Drug maker unblinds phase III study of advanced prostate Ca therapy

March 21, 2012

Janssen Research & Development, LLC, recently has unblinded the phase III study of the androgen biosynthesis inhibitor abiraterone acetate (ZYTIGA) plus prednisone for the treatment of asymptomatic or mildly symptomatic patients with metastatic castration-resistant prostate cancer (CRPC) who have not received chemotherapy.

Janssen Research & Development, LLC, recently has unblinded the phase III study of the androgen biosynthesis inhibitor abiraterone acetate (ZYTIGA) plus prednisone for the treatment of asymptomatic or mildly symptomatic patients with metastatic castration-resistant prostate cancer (CRPC) who have not received chemotherapy.
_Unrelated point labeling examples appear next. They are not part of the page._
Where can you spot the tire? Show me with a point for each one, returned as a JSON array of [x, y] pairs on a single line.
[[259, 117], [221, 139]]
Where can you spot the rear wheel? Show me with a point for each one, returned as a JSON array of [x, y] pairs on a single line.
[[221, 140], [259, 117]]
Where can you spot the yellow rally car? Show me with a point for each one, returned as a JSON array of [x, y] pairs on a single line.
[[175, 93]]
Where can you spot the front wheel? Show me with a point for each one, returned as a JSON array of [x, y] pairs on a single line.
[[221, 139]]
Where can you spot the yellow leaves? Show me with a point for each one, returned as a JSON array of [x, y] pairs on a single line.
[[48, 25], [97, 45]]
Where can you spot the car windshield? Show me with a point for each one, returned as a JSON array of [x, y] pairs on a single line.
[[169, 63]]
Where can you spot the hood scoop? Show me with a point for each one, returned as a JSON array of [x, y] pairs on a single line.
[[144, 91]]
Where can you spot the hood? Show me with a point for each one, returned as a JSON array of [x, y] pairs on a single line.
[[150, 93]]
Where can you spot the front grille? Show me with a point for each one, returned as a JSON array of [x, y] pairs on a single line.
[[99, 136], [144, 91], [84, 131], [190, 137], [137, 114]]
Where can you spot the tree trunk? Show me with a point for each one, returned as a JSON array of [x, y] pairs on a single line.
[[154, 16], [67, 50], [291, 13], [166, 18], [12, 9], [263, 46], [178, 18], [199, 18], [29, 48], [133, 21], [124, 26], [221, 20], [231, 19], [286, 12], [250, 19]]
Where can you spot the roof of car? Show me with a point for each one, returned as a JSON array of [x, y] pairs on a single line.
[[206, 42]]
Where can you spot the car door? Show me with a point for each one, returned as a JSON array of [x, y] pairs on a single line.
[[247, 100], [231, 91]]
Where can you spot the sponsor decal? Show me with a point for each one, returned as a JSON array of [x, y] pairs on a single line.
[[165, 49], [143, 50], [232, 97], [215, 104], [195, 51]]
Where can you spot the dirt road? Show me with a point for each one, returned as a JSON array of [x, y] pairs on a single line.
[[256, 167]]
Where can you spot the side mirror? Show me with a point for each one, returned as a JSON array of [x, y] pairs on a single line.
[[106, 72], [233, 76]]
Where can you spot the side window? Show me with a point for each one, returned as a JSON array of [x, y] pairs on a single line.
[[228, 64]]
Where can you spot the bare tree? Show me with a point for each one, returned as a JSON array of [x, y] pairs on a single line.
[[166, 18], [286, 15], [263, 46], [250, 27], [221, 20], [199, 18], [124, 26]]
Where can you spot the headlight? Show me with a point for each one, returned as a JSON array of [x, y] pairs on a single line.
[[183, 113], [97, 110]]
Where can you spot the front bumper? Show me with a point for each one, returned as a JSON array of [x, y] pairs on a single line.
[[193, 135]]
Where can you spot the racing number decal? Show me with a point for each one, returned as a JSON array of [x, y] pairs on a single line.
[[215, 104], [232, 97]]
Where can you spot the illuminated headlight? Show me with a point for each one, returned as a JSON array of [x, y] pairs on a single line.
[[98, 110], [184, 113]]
Study COU-AA-302 is an international, randomized, double-blind, placebo-controlled trial that included 1,088 patients who were randomized to receive abiraterone, 1,000 mg administered once daily, plus prednisone, 5 mg twice daily, or placebo plus prednisone, 5 mg twice daily. The co-primary endpoints of the study are radiographic progression-free survival and overall survival.

The Independent Data Monitoring Committee unanimously recommended unblinding the study based on a planned interim analysis in which differences in radiographic progression-free survival, overall survival, and secondary endpoints were observed that constitute evidence of clinical benefit as well as continued evidence of favorable safety in patients receiving abiraterone plus prednisone as compared with those receiving placebo plus prednisone. Based on these results, the committee also recommended that patients in the placebo arm be offered treatment with abiraterone.

"The COU-AA-302 study has been a key priority for us as we expand our understanding of the utility of abiraterone acetate in metastatic prostate cancer," said William N. Hait, MD, PhD, of Janssen Research & Development. "We’re delighted that these data will soon be added to the growing body of literature about this important medication."

ZYTIGA is currently indicated in combination with prednisone for the treatment of CRPC in patients who have received prior chemotherapy containing docetaxel (Taxotere). It has not been approved for use in men with metastatic CRPC who have not yet received chemotherapy. Janssen plans to submit for regulatory approval in the United States and around the world beginning in the second half of 2012.

Results from COU-AA-302 will be presented at an upcoming medical meeting and also submitted for publication in a peer-reviewed journal.